It is just possible that I am getting a life outside of Profound Stress/Teenagers/Correctional Systems. I hardly know how to conduct myself. Actually, my life still involves daily doses of the above mentioned high-points, it's more that I'm kind of over all the drama associated with it. I've decided to move on. It's like a mid-life crisis in reverse. I've decided to carpe a bit of diem, and possibly lose some weight. Really. It's self-centered in a very healthy way.
On of the most cumbersome effects of Profound Stress in my life is a double digit dress size, which I have spent the past three years ignoring. No more. I have acquired one of those step counter things which I delight to obsess over. I'm eating nuts and fruit and egg whites. I'm lifting weights and seriously dating my treadmill. I'm annoying myself with my single-mindedness. It is, however, bearing fruit. I no longer have time to think about my parenting failures, and I'm back into single digits.

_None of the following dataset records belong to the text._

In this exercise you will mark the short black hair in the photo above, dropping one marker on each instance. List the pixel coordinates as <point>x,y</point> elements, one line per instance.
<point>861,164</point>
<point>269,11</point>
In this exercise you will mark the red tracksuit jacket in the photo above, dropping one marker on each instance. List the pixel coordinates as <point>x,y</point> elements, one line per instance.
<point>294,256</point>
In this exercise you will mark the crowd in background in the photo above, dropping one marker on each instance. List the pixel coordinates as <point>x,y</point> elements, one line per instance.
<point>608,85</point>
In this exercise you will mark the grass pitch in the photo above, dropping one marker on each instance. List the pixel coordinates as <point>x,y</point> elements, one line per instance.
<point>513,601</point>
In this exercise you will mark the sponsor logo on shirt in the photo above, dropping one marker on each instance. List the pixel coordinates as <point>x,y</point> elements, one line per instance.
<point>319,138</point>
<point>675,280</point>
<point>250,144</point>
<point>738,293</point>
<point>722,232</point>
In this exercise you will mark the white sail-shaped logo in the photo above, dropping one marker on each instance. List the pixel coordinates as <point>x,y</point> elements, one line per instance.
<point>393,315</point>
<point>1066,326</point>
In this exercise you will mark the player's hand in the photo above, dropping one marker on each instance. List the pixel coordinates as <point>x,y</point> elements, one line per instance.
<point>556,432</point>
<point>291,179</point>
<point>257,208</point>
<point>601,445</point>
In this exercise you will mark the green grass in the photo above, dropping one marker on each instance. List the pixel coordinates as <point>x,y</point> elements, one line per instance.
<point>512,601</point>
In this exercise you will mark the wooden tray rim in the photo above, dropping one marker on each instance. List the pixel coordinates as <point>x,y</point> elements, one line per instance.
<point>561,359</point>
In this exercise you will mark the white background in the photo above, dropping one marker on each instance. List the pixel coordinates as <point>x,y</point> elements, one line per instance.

The teenagers remain in a constant state of impending rebellion. To cope, I just clean up after them, tell them not to smoke in the house, and shut down WiFi from time to time to send them into confusion. It's very diverting. I was about to begin this sentence by assuring you that it's not really that bad, but then you would know I was lying.
My oldest should be out of prison soon. Gosh, I hope so. He's doing great, as a matter of fact. This year in the slammer has been a Come-To-Jesus in every sense, and he's grown up a lot. Growing up in prison is not ideal, but I suspect his life there is not any more difficult than life will be fore him once he gets out.
Don is home and working; managing to stay sober. One day at a time, baby. He's got a heart of gold, and struggles that are bigger than anything I've ever had to contend with. All I can really do is cheer him on and hope he makes the right choices going forward.
Faline is a senior in high school, and I really can't complain too much there. She has a whole teenage-girl-thing going on, and she is kind of a messy pig, but she hasn't been arrested or done anything particularly egregious yet. I'm pretty excited about that.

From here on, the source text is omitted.